The findings strongly support the hypothesis that shared genetic mechanisms contribute to both schizophrenia and NDDs. The observed congruence in variant classes across disorders suggests that similar functional disruptions underlie both conditions. The identification of specific NDD variants enriched in schizophrenia highlights the substantial overlap at the allelic level. The lack of a strong correlation between mutation type and neurodevelopmental outcome severity suggests that other genetic, environmental, or stochastic factors determine the clinical presentation. The inclusion of schizophrenia as a potential phenotype associated with mutations causing syndromic developmental disorders is supported. The observation of NDD variants in schizophrenia probands without evident neurodevelopmental comorbidities underscores the need for broader cognitive assessments in schizophrenia.

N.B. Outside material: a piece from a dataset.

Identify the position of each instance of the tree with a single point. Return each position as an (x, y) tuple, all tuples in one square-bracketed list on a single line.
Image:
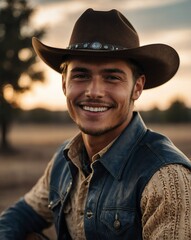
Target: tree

This study provides compelling evidence for shared molecular aetiology between schizophrenia and NDDs, supporting the continuum hypothesis. The identification of specific variants implicated in both disorders highlights targets for further investigation into pathophysiological mechanisms. The findings underscore the clinical importance of thorough cognitive assessment in schizophrenia and raise the possibility of re-evaluating diagnostic criteria to incorporate the spectrum of neurodevelopmental presentations.

The study relies on existing datasets, which might have biases in sample selection or ascertainment. The phenotypic characterization of schizophrenia probands carrying NDD variants was limited, potentially missing subtle neurodevelopmental features. Further studies with larger, more comprehensively phenotyped samples are needed to solidify these findings and address potential biases.